Lobo recusa juiz "parcial" e adia alegações para o dia 28


in DN a 13-02-2007

Lobo recusa juiz "parcial" e adia alegações para o dia 28

Colectivo admite remeter o recurso de incidente de recusa de juiz para a 'Relação', mas não autoriza a suspensão do julgamento
Durante 1h30, Arnaldo Matos 'cilindrou' o tribunal com requerimentos a questionar a conduta do presidente do colectivo.




A defesa de António Lobo apresentou-se ontem empenhada em fazer uso de todo o arsenal jurídico-legal disponível no Código Processo Penal (CPP), para tentar suspender o julgamento do caso de alegada corrupção na Câmara Municipal da Ponta do Sol, no qual o ex-autarca é acusado da prática de onze crimes.

Pela manhã, Arnaldo Matos, mandatário de António Lobo, entregou um requerimento (a ser analisado pela instância imediatamente superior - o Tribunal da Relação de Lisboa) a invocar o incidente de recusa de juiz. Trata-se de um expediente usado quando existe uma desconfiança séria e fundamentada sobre a imparcialidade do juiz que conduz o julgamento, no caso, o magistrado Filipe Câmara, presidente do colectivo.

Na sessão de audiência, que começou ontem à tarde, o colectivo de juízes concedeu ao Procurador da República o acesso ao "extenso requerimento" onde estão esgrimidos os argumentos do incidente de recusa de juiz, elaborados pela defesa de Lobo, permitindo-lhe que fizesse considerações.

Após ter ouvido o procurador do Ministério Público considerar "extemporâneo" e "infundadas" o requerimento e as razões, Arnaldo Matos contestou: "certo é que o Procurador da República não pode ler o requerimento de recusa e muito menos pronunciar-se sobre ele". Por entender que as declarações foram "ilegítimas" e "lastimáveis", Arnaldo Matos pediu a nulidade da intervenção do procurador.
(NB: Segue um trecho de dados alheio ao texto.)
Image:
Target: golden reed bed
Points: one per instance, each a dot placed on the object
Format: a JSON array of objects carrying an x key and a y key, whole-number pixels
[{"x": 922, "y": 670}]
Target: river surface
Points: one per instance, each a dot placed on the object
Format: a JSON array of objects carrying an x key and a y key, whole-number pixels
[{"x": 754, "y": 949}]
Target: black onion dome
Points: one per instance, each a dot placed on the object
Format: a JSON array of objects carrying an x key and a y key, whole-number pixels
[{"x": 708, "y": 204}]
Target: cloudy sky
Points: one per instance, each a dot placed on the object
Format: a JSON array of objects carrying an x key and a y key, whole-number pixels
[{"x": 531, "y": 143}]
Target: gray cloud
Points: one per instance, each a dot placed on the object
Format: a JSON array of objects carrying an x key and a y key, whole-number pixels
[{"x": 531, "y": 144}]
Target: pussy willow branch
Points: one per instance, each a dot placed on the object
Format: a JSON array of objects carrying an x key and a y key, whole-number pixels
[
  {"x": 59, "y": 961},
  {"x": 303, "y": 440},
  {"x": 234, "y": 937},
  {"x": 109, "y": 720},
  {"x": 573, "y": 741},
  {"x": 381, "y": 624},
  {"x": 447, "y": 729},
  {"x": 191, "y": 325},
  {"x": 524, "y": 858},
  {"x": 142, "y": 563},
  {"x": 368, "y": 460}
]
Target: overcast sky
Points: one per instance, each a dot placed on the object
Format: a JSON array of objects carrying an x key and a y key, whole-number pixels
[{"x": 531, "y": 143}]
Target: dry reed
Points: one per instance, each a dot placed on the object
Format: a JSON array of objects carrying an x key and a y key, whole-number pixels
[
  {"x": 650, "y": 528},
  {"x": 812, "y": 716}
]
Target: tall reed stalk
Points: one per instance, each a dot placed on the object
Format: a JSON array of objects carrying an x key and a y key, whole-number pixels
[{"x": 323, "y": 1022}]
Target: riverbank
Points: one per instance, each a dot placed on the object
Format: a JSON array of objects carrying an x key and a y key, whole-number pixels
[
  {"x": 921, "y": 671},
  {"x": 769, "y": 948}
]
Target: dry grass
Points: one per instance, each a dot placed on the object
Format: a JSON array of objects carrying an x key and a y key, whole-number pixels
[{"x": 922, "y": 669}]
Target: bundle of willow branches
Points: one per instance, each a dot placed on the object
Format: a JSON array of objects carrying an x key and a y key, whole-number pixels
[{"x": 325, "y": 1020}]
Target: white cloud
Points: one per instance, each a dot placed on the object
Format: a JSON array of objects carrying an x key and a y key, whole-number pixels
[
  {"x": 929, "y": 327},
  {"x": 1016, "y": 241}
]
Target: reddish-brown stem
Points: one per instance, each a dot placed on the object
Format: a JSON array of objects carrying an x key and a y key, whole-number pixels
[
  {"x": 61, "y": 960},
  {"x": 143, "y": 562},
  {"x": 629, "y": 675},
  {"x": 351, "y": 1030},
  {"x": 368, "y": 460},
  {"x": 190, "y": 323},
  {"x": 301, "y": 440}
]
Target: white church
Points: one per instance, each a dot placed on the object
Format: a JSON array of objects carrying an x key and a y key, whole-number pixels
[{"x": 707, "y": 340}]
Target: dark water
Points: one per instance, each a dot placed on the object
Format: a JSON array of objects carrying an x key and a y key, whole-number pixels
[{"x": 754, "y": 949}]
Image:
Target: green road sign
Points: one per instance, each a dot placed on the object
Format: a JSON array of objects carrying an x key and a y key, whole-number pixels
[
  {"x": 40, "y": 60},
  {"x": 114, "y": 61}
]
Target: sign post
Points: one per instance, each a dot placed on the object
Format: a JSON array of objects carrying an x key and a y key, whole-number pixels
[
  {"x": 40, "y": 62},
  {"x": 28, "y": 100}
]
Não sem antes lembrar que o requerimento de recusa tem um efeito suspensivo do julgamento, que "deve ser imediatamente respeitado sem que alguém pretenda e possa discutir na praça pública um assunto que só cabe debater entre os juízes desembargadores do Tribunal da Relação de Lisboa".

Em resposta, o despacho do tribunal realçou que, "pese embora se trate de um incidente, o mesmo poderá ter consequências no processo principal". Sublinhou ainda que, "ao contrário do que parece ser transmitido pela defesa de António Lobo, a apresentação do presente requerimento não tem um efeito de suspender o processo". Por isso entendeu o colectivo de juízes, presidido por Filipe Câmara, indeferir o requerimento de Arnaldo Matos e decidir prosseguir o julgamento - pois a sessão de ontem tinha sido propositadamente agendada para a inquirição da testemunha arrolada pela defesa de António Lobo, na sequência da alteração substancial de factos, deslindada na última sessão do julgamento, a 15 de Janeiro.

Face a isso, Arnaldo Matos ripostou, considerando que a decisão do tribunal revelava "mais um acto de conduta do juiz-presidente, que corre o risco de ser considerado suspeito, já que parece ser susceptível de gerar desconfiança sobre a imparcialidade do magistrado". A defesa de António Lobo insistiu que o incidente de recusa de juiz tem um efeito suspensivo que deve ser respeitado, uma vez que não foi apreciado nenhum acto processual urgente, nos termos da lei. Questionado pelo Procurador da República sobre as normas violadas, Arnaldo Matos enumerou a alínea e) do artigo 119.º, o n.º 1 do 118.º, o n.º 4 do 45º e a n.º 3 do 42.º, todos do CPP.

Sobre a interpretação do regime jurídico feita pela defesa de António Lobo, o colectivo de juízes manteve a sua posição, lavrando que o juiz visado nas acusações é chamado a decidir sobre a questão, independentemente do arguido recorrer ao Tribunal da Relação de Lisboa. Considerando que não foi comprovado qualquer vício, nem foram violados os preceitos legais, entendeu o Tribunal da Ponta do Sol indeferir a nulidade requerida.

Arnaldo Matos não desarmou e esgotou a última das suas 'armas: interpôs recurso do despacho do juiz-presidente, pediu certidão da acta da sessão de audiência e solicitou esclarecimento sobre se o procurador tomou parte na conferência de juízes, que aconteceu no intervalo da sessão.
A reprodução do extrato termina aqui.